Österreicher kennen Nutri-Score nicht
Die Argumentation wird darüber hinaus mit einer Studie des Meinungsforschungsinstituts Marketagent unterstrichen, die Ende Februar mit 500 Menschen durchgeführt wurde. Dieser nach achten nur 11 Prozent beim Einkauf den Nutri-Score, 33 Prozent kennen ihn nicht einmal, während 74 Prozent den Nutri-Score noch nicht wahrgenommen haben oder nicht wissen, was dieser aussagt. Nur 26 Prozent ist er bereits aufgefallen und gaben am zu wissen, was er aussagt - dennoch gab es auch hier bei näherem Nachfragen Überraschungen. So wusste nur etwas über die Hälfte, dass der Nutri-Score nichts darüber aussagt, wie viel man von dem jeweiligen Lebensmittel essen sollte und nur 39 Prozent wussten, dass er nicht zwischen biologischen und nicht-biologischen Lebensmitteln unterscheidet. Noch weniger sind es, wenn es darum geht, dass der Nutri-Score nicht auf Alkohol, Tee, Gewürze und Kaugummi angewendet wird. "Das bedeutet, dass hier intensiv und umfassend informiert werden müsste, um die Menschen nicht in die Irre zu führen."
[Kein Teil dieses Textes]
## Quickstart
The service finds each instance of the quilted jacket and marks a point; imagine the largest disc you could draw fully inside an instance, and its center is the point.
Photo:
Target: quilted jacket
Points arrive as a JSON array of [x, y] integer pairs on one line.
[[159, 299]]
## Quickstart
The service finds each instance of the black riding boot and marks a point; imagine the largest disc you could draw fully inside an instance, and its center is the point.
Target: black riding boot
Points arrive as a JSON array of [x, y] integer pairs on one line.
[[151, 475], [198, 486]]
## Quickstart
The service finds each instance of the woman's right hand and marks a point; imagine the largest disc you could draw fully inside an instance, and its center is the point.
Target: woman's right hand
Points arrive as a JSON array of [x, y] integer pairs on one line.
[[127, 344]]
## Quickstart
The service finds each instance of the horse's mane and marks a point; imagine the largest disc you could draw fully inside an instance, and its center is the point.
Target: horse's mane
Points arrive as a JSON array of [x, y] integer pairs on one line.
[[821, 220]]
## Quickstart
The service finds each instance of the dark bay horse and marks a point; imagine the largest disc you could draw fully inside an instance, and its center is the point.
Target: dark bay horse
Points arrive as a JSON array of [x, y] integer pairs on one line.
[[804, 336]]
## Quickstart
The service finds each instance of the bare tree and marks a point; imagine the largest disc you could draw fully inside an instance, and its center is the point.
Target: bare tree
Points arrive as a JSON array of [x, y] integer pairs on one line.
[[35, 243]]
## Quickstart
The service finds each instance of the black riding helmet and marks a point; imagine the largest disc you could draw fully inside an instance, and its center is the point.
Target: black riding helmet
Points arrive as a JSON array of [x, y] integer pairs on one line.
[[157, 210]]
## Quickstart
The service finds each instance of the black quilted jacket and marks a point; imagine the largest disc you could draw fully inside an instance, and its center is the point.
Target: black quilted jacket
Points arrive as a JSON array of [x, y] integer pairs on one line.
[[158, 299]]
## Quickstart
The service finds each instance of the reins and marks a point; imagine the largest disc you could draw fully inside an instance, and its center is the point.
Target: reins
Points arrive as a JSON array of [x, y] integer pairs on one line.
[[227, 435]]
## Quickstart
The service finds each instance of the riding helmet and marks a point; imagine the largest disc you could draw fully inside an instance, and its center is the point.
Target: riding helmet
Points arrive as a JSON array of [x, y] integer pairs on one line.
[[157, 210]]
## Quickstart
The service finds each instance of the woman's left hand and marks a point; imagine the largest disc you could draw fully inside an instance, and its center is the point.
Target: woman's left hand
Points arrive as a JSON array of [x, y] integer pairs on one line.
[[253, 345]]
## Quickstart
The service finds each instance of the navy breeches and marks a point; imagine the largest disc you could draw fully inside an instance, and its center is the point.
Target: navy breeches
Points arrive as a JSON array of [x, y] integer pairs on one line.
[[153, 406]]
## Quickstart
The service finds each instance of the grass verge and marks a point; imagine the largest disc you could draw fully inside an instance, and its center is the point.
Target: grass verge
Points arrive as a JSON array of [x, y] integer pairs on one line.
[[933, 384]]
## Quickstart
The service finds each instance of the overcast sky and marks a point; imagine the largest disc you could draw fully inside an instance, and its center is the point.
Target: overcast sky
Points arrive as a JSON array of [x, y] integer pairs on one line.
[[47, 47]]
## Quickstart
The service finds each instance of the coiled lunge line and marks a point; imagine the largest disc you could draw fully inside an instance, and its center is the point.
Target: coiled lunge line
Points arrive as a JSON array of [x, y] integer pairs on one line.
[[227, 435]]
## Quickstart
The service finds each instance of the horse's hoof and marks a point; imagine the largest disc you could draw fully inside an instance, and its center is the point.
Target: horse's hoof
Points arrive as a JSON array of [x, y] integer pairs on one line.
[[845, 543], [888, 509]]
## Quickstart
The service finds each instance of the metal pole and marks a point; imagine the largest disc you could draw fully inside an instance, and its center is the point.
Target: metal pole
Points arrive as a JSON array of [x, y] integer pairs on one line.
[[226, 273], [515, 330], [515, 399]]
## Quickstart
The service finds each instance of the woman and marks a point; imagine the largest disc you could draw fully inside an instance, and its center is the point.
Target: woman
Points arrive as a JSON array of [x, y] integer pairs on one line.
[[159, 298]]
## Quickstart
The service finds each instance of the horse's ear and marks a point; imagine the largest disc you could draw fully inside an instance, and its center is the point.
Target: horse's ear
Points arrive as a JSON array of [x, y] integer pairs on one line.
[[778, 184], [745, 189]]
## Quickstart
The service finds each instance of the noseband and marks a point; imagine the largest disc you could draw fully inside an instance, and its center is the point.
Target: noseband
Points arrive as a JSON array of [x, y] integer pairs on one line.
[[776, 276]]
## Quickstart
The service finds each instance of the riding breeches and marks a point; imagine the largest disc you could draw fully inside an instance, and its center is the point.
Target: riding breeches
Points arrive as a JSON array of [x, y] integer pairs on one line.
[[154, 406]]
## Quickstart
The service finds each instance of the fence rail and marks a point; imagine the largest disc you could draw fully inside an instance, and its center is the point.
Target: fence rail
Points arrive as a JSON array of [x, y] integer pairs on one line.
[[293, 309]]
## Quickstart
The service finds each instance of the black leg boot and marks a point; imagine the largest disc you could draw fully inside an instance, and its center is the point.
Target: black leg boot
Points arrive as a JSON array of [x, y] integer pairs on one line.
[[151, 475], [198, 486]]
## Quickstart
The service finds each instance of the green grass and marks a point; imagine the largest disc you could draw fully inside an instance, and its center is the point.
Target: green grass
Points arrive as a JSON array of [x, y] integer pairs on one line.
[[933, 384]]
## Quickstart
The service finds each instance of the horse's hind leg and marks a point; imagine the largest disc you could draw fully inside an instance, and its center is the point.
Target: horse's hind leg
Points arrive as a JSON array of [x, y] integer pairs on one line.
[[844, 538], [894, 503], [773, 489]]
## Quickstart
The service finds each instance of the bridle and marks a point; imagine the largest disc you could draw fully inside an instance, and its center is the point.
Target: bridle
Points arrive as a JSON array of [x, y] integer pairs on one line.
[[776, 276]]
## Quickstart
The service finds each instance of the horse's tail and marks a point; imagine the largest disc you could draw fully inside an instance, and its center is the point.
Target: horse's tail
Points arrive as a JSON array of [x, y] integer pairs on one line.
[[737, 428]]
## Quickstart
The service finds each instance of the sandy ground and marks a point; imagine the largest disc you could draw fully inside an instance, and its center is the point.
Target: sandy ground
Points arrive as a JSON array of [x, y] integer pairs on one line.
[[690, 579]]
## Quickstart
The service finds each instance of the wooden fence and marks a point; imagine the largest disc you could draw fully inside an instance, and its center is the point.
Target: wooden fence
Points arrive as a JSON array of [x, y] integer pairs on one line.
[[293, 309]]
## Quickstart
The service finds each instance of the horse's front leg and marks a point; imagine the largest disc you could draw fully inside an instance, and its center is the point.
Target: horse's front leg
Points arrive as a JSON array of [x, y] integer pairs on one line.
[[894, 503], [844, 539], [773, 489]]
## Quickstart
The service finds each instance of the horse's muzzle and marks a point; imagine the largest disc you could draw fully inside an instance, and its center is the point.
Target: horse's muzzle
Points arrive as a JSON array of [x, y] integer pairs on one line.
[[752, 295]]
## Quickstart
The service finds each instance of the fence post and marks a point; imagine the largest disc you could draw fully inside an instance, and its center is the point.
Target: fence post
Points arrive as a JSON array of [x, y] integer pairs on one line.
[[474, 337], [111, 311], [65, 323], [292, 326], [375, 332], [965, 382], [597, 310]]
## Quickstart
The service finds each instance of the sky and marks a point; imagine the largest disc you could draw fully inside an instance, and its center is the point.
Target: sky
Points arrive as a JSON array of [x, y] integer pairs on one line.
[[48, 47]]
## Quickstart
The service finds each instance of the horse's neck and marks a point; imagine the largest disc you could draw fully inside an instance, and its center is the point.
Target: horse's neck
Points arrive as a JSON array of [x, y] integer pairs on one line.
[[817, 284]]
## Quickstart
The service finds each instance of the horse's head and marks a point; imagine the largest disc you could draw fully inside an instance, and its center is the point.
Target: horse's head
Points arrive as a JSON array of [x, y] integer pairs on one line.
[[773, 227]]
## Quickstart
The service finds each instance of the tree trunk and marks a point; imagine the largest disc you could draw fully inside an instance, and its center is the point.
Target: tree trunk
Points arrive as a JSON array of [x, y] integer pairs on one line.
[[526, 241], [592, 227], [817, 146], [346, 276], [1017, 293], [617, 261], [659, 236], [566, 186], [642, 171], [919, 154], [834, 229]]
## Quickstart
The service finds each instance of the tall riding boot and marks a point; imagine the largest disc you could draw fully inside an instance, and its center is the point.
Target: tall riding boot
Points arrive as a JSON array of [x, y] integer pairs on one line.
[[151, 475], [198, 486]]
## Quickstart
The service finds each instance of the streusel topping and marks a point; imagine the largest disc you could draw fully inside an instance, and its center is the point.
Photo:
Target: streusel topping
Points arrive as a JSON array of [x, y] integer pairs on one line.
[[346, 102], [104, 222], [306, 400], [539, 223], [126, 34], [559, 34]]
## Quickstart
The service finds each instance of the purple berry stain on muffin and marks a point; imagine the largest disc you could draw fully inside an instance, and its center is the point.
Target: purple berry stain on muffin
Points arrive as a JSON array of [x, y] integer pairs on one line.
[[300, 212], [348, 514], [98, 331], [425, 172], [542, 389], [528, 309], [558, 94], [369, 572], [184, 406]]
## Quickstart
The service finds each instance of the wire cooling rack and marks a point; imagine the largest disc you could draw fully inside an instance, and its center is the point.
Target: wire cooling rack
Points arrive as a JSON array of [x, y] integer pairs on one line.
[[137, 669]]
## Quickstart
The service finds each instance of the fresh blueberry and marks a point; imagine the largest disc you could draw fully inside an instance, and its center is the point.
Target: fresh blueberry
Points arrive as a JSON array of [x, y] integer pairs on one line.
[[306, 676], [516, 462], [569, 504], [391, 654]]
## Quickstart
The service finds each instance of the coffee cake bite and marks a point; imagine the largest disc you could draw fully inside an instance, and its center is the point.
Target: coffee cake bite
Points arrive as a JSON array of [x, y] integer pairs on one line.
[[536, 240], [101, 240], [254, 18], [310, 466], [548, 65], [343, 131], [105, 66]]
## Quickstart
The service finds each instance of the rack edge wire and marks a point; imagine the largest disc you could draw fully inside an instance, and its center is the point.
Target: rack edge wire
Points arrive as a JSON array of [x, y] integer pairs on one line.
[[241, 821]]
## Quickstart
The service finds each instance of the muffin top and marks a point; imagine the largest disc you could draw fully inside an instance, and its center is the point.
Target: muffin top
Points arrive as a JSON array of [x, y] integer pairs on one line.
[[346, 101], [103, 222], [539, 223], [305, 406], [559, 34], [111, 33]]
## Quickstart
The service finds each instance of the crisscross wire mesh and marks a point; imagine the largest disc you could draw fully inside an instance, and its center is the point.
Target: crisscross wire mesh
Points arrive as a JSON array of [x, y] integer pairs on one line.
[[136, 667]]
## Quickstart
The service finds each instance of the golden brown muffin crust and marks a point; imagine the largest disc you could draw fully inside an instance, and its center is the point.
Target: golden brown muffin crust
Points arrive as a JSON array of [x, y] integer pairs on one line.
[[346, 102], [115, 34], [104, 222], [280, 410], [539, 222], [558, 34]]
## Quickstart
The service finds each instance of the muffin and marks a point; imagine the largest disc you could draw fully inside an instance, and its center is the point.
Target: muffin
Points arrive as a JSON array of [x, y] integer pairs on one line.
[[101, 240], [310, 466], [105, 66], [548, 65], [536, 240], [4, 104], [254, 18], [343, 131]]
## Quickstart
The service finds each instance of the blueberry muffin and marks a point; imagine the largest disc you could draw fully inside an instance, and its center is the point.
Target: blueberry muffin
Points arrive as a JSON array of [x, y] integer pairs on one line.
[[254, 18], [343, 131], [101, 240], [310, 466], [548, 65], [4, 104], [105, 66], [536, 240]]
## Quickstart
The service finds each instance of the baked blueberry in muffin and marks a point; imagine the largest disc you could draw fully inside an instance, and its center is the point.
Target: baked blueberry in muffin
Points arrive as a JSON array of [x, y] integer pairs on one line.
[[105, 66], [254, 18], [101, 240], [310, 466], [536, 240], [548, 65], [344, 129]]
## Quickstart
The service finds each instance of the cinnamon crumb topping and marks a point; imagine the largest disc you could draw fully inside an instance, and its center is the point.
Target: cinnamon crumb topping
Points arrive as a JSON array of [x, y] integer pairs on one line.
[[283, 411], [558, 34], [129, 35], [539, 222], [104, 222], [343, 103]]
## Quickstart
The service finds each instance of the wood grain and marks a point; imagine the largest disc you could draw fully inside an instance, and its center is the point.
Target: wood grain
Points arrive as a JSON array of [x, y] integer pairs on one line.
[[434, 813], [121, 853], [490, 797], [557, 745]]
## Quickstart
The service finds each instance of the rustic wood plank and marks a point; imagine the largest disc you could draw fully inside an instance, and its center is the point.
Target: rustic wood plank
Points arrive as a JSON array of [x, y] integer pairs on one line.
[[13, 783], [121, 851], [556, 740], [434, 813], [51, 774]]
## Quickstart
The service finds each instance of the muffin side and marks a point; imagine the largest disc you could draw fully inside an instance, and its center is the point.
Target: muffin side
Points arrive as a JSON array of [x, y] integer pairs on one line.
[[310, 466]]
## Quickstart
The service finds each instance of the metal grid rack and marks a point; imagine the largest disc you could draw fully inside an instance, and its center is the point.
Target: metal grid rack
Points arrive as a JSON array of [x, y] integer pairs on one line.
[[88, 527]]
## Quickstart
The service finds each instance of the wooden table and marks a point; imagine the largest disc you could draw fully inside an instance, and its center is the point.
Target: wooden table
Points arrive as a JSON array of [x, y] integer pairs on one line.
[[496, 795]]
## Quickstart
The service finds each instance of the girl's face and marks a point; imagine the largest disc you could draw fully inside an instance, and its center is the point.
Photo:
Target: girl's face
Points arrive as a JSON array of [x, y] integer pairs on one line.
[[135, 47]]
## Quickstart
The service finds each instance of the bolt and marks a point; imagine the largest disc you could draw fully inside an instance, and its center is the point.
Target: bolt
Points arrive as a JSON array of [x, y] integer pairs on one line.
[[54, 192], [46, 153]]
Alternativvorschlag Food Compass
"Wir Österreicher haben eine Vorreiterrolle bei der Gentechnikfreiheit von Lebensmitteln, haben Pionierarbeit bei den biologischen Produkten geleistet und sind weit über unsere Grenzen bekannt für unsere qualitätsvollen Lebensmittel. Wir haben große Erfahrung, wenn es um die Qualität von Lebensmitteln geht und wir sagen daher ganz deutlich, dass wir kein Kennzeichnungssystem übernehmen wollen, das nur einen Bruchteil aller Aspekte der Lebensmittelqualität berücksichtigt", stellt Markus Kaser klar. Deshalb tritt man für eine Überarbeitung des Nutri-Scores beziehungsweise ein alternatives System ein. Als besser erachtet man hier den Food Compass Score, kurz FCS. Dieser umfasst 54 Gesundheitskriterien aus neun Bereichen und bewertet diese nicht anhand einer Farbskala, sondern numerisch von eins (schlecht) bis 100 (gut). Darüber hinaus betrachtet es die Produkte kategorieübergreifend und berücksichtigt den Verarbeitungsgrad. Über die Nachhaltigkeit sagt aber auch dieses System nichts aus. "Vielleicht ist dieses Kennzeichnungssystem auch noch nicht der Weisheit letzter Schluss, aber es zeigt, dass es möglich ist, mit einem Algorithmus deutlich treffsicherer zu sein und deutlich mehr relevante Aspekte miteinzubeziehen."
Der Appell ist deshalb klar:
- Die Politik soll alle relevanten Stakeholder, insbesondere (Ernährungs-)Wissenschaftler und Ernährungsmediziner einbinden
- Es braucht eine ergebnisoffene Diskussion
- Transparenz bei den Rezepturen gegenüber Österreichischer Behörden
- Prüfung alternativer Kennzeichnungssysteme
Dagegen, dass große Konzerne den Nutri-Score bereits eingeführt haben und leben, könne man sich nicht wehren, betont Kaser, jeder könne das auf seine Verpackungen drucken, was er will. Er gehe auch davon aus, dass es eine gewisse Zeit parallele Systeme geben wird, ist aber zuversichtlich, dass sich die guten durchsetzen werden. Man wolle ein alternatives System aber ganz eindeutig nicht nur für die eigenen Marken einführen.